Global markets posted some big moves this week, and it all comes down to the outlook for inflation and interest rates.
Here’s what the markets are watching, and what will factor into the Fed’s next interest rate decision on 21-22 March:
Fed Chair Jerome Powell’s biannual Congressional testimony (7-8 March)
Investors have been looking for clues on the path of US interest rates and where the terminal rate could be. And let’s just say that Powell delivered. After he said that the Fed could take rates to a higher peak and return to a faster pace of hikes if the economic data stays hot, equity markets slumped and bond yields jumped.
Why it mattered: Investors hang onto Powell’s every word, and this time was no different. His signals on the rate path are a key factor influencing investor confidence or caution – especially given the high uncertainty over the economic outlook.
👀This brings us to the 2 data points to watch…
1. February jobs report (10 March)
Remember the hot jobs data back in January? February’s numbers should show whether those were a seasonal fluke or the start of a trend. Markets are currently expecting gains in nonfarm payrolls to slow to 224K from 517K in January.
Why it matters: A tight labour market pushes up inflation via higher wages, so the Fed’s been keeping a close eye on these dynamics. If the jobs market stays hot, the Fed may throw cold water on it by returning to larger rate hikes.

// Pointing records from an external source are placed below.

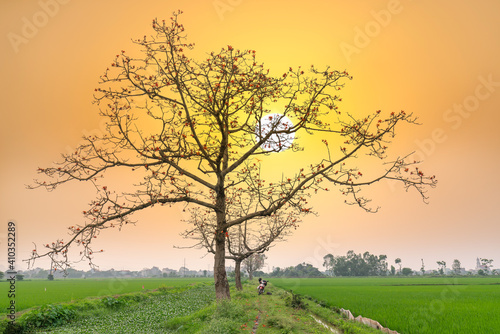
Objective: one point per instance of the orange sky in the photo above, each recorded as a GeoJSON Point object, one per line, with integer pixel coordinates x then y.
{"type": "Point", "coordinates": [438, 60]}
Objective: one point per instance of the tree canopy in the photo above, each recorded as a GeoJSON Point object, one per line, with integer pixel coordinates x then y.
{"type": "Point", "coordinates": [191, 131]}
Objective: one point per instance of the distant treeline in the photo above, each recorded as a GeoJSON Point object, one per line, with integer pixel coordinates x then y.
{"type": "Point", "coordinates": [353, 264]}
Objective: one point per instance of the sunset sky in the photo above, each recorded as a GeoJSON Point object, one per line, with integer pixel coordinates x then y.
{"type": "Point", "coordinates": [439, 60]}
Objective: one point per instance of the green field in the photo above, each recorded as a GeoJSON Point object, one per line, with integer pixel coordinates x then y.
{"type": "Point", "coordinates": [411, 305]}
{"type": "Point", "coordinates": [40, 292]}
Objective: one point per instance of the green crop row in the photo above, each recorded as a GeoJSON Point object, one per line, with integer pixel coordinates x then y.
{"type": "Point", "coordinates": [414, 305]}
{"type": "Point", "coordinates": [31, 293]}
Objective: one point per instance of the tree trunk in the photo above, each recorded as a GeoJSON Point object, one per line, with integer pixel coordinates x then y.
{"type": "Point", "coordinates": [220, 276]}
{"type": "Point", "coordinates": [237, 277]}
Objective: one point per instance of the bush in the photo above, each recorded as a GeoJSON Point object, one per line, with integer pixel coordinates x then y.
{"type": "Point", "coordinates": [221, 326]}
{"type": "Point", "coordinates": [295, 301]}
{"type": "Point", "coordinates": [113, 303]}
{"type": "Point", "coordinates": [48, 315]}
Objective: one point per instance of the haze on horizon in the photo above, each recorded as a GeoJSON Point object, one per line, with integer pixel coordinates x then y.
{"type": "Point", "coordinates": [446, 71]}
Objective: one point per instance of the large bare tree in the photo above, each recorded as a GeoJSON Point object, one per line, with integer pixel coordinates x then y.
{"type": "Point", "coordinates": [191, 130]}
{"type": "Point", "coordinates": [243, 241]}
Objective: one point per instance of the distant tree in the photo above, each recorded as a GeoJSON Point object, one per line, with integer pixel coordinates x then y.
{"type": "Point", "coordinates": [302, 270]}
{"type": "Point", "coordinates": [353, 264]}
{"type": "Point", "coordinates": [191, 131]}
{"type": "Point", "coordinates": [456, 267]}
{"type": "Point", "coordinates": [406, 271]}
{"type": "Point", "coordinates": [442, 269]}
{"type": "Point", "coordinates": [398, 261]}
{"type": "Point", "coordinates": [382, 265]}
{"type": "Point", "coordinates": [329, 263]}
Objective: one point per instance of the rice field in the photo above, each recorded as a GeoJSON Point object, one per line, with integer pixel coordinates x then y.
{"type": "Point", "coordinates": [411, 305]}
{"type": "Point", "coordinates": [149, 318]}
{"type": "Point", "coordinates": [32, 293]}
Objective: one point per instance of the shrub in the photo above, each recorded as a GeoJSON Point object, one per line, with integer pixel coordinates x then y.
{"type": "Point", "coordinates": [113, 303]}
{"type": "Point", "coordinates": [48, 315]}
{"type": "Point", "coordinates": [295, 301]}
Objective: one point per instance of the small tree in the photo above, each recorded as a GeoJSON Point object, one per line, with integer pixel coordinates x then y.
{"type": "Point", "coordinates": [442, 269]}
{"type": "Point", "coordinates": [406, 271]}
{"type": "Point", "coordinates": [457, 267]}
{"type": "Point", "coordinates": [487, 264]}
{"type": "Point", "coordinates": [329, 264]}
{"type": "Point", "coordinates": [253, 263]}
{"type": "Point", "coordinates": [398, 261]}
{"type": "Point", "coordinates": [190, 131]}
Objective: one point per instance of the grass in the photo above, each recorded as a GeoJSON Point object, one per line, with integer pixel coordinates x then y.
{"type": "Point", "coordinates": [412, 305]}
{"type": "Point", "coordinates": [30, 293]}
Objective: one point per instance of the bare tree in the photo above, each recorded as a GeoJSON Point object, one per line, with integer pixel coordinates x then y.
{"type": "Point", "coordinates": [442, 264]}
{"type": "Point", "coordinates": [456, 266]}
{"type": "Point", "coordinates": [189, 131]}
{"type": "Point", "coordinates": [329, 263]}
{"type": "Point", "coordinates": [245, 242]}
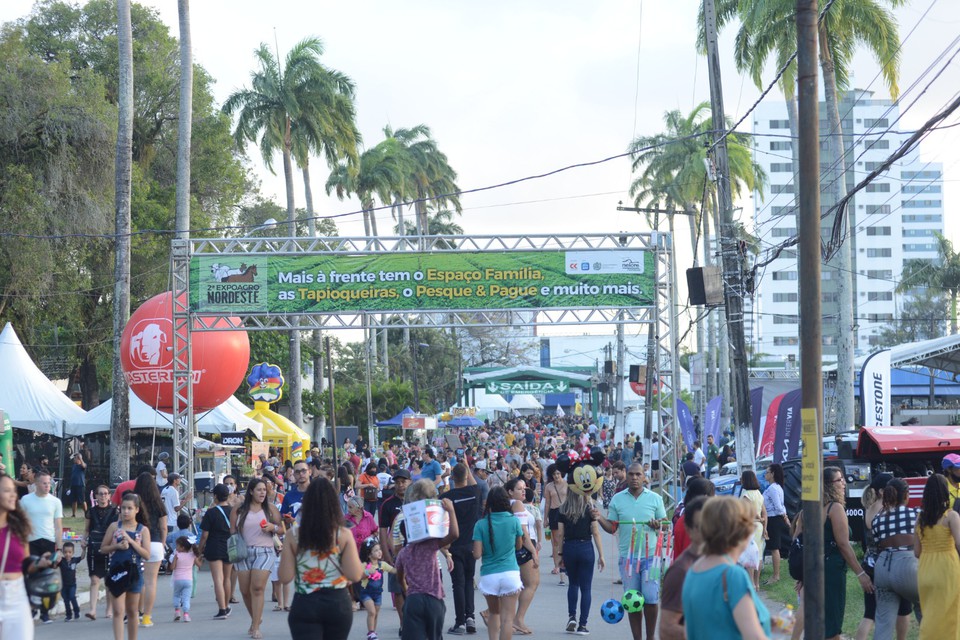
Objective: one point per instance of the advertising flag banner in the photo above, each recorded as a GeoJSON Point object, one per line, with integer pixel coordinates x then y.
{"type": "Point", "coordinates": [786, 443]}
{"type": "Point", "coordinates": [769, 428]}
{"type": "Point", "coordinates": [756, 406]}
{"type": "Point", "coordinates": [875, 390]}
{"type": "Point", "coordinates": [711, 426]}
{"type": "Point", "coordinates": [685, 420]}
{"type": "Point", "coordinates": [414, 281]}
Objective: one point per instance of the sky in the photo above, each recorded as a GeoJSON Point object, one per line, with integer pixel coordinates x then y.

2. February Inflation (14 March)
Inflation has been on a downward trend since peaking in the middle of last year, but it’s still well above the Fed’s 2% target. Markets expect that the headline Consumer Price Index (CPI) will ease to a 6% year-on-year increase from January’s 6.4%. The month-on-month reading, which shows the momentum of price gains, is expected to edge down to 0.4% versus 0.5% in January – but that’s still double the average pace over the past 25 years.
Why it matters: Inflation has proven more stubborn than expected, and there’s a high degree of uncertainty over the path ahead. Investors and the Fed will focus on the “stickier” parts of inflation – or the goods and services where prices tend to change more slowly.
Meanwhile, China treads with caution
China's National People's Congress kicked off at the weekend, where policymakers set a conservative GDP growth target of 5% in 2023. That's lower than market expectations, and also lower than last year's target of 5.5% (which China didn't hit – 2022 growth came in at 3%).
What it could mean: This modest growth target highlights China’s cautious outlook and approach to stimulating its economy. And for the rest of the world, it means China may provide limited support for global growth. But despite its more modest outlook, we believe exposure to emerging markets like China is a key component of a globally diversified portfolio – especially given slowing growth in developed markets like the US.
🎓Jargon buster: China’s National People's Congress (NPC)
The National People's Congress (NPC), China’s highest legislative body, is dominating headlines right now. That’s because it has a massive sway in the country’s political, economic, and social fabric. Once a year, nearly 3,000 delegates elected from all over the country meet to:
- pass laws;
- approve budgets; and
- make decisions about the country’s direction.
It can also amend the constitution, elect or remove top government officials, and approve major government policies and initiatives.